Cursedly, lanetlenmiş bir şekilde veya uğursuz bir şekilde anlamına gelen bir zarftır.
Örnek cümleler:
- The cursedly dark forest gave me the creeps. (Lanetli karanlık orman beni ürküttü.)
- She stared at me with a cursedly intense gaze. (Bana lanetli bir şekilde yoğun bir bakışla baktı.)
- The cursedly heavy rain caused flooding in the city. (Lanetli ağır yağmur şehirde sel felaketi yarattı.)
- He cursedly lost his keys on the way to work. (İşe giderken anahtarlarını lanetli bir şekilde kaybetti.)
- The cursedly hot weather made it impossible to go outside. (Lanetli sıcak hava dışarı çıkmayı imkansız hale getirdi.)
- She cursedly stumbled and fell down the stairs. (Lanetli bir şekilde tökezleyerek merdivenlerden düştü.)
- The cursedly slow internet connection made it hard to get any work done. (Lanetli yavaş internet bağlantısı iş yapmayı zorlaştırdı.)

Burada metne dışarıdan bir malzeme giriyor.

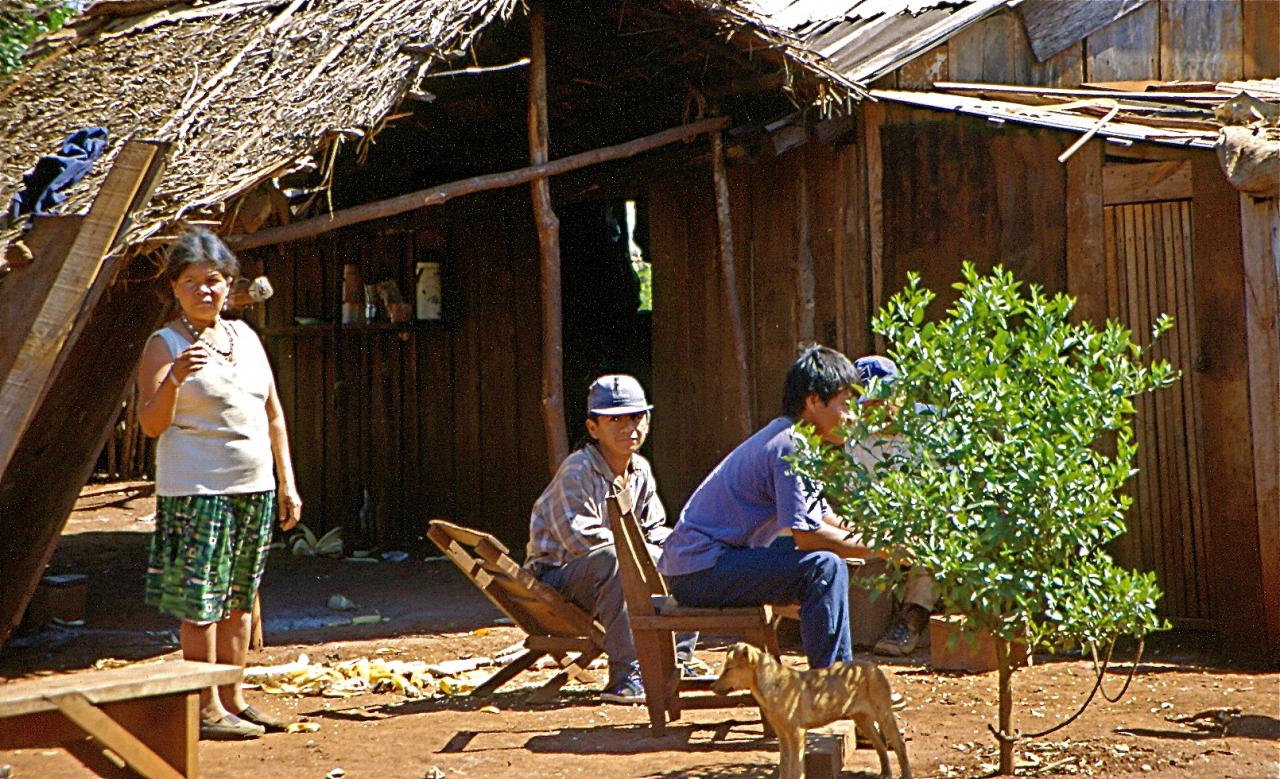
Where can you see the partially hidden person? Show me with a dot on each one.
(910, 627)
(223, 473)
(570, 540)
(728, 546)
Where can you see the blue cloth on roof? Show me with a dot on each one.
(44, 184)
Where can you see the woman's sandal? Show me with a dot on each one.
(225, 728)
(269, 723)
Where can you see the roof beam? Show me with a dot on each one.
(434, 196)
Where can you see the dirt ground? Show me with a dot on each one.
(432, 613)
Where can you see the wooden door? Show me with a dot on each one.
(1147, 211)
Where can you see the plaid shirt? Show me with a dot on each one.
(571, 517)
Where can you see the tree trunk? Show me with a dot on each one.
(1006, 705)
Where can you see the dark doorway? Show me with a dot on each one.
(603, 282)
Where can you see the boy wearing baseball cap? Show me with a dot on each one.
(570, 540)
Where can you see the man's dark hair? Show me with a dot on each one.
(819, 370)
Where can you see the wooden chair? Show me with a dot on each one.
(556, 627)
(656, 618)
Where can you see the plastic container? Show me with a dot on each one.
(429, 303)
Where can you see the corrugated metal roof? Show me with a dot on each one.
(1121, 128)
(862, 40)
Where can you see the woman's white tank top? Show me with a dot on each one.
(219, 440)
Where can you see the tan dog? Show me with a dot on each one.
(798, 700)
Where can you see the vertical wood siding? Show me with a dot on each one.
(433, 418)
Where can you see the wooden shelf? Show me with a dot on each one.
(329, 329)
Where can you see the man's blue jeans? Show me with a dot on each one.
(780, 574)
(593, 583)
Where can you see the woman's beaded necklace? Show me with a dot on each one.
(196, 335)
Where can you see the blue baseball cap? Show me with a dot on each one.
(616, 394)
(873, 366)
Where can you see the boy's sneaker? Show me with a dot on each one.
(629, 690)
(695, 670)
(906, 633)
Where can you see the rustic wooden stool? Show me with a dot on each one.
(146, 715)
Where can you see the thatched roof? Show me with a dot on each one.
(251, 90)
(243, 88)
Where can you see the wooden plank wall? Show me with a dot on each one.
(432, 418)
(1148, 270)
(1164, 40)
(1226, 436)
(956, 189)
(799, 238)
(1260, 227)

- He cursedly missed the last train home. (Eve dönmenin son trenini lanetli bir şekilde kaçırdı.)
- The cursedly loud music kept me up all night. (Lanetli yüksek müzik beni tüm gece uyutmamıştı.)
- She cursedly tripped over a rock while hiking. (Yürüyüş yaparken bir kaya üzerine lanetli bir şekilde takıldı.)
- The cursedly long line at the grocery store made me late for my appointment. (Marketin lanetli uzun kuyruğu randevuma geç kalmama sebep oldu.)
- He cursedly forgot his wallet at home. (Cüzdanını lanetli bir şekilde evde unuttu.)
- The cursedly expensive car broke down on the highway. (Lanetli pahalı araba otoyolda bozuldu.)
- She cursedly spilled coffee on her new dress. (Yeni elbisesine lanetli bir şekilde kahve döktü.)
- The cursedly slippery road caused many accidents. (Kaygan yoldan dolayı birçok kaza meydana geldi.)
- He cursedly missed the winning shot in the basketball game. (Basketbol maçında galibiyet şansını lanetli bir şekilde kaçırdı.)
- The cursedly loud construction noise disturbed the entire neighborhood. (Lanetli yüksek inşaat gürültüsü tüm mahalleyi rahatsız etti.)
- She cursedly broke her phone screen just after getting it fixed. (Tamir ettirdikten hemen sonra telefon ekranını lanetli bir şekilde kırdı.)
- The cursedly early morning meeting ruined my sleep schedule. (Erken sabah toplantısı uyku düzenimi altüst etti.)
- He cursedly missed his flight due to a traffic jam. (Trafik sıkışıklığı nedeniyle uçağını lanetli
bir şekilde kaçırdı.)
Not: Lütfen dikkat edin, “cursedly” kelimesi oldukça nadir kullanılan bir kelimedir. Bu nedenle, örnek cümlelerin doğal bir şekilde kullanımı zor olabilir.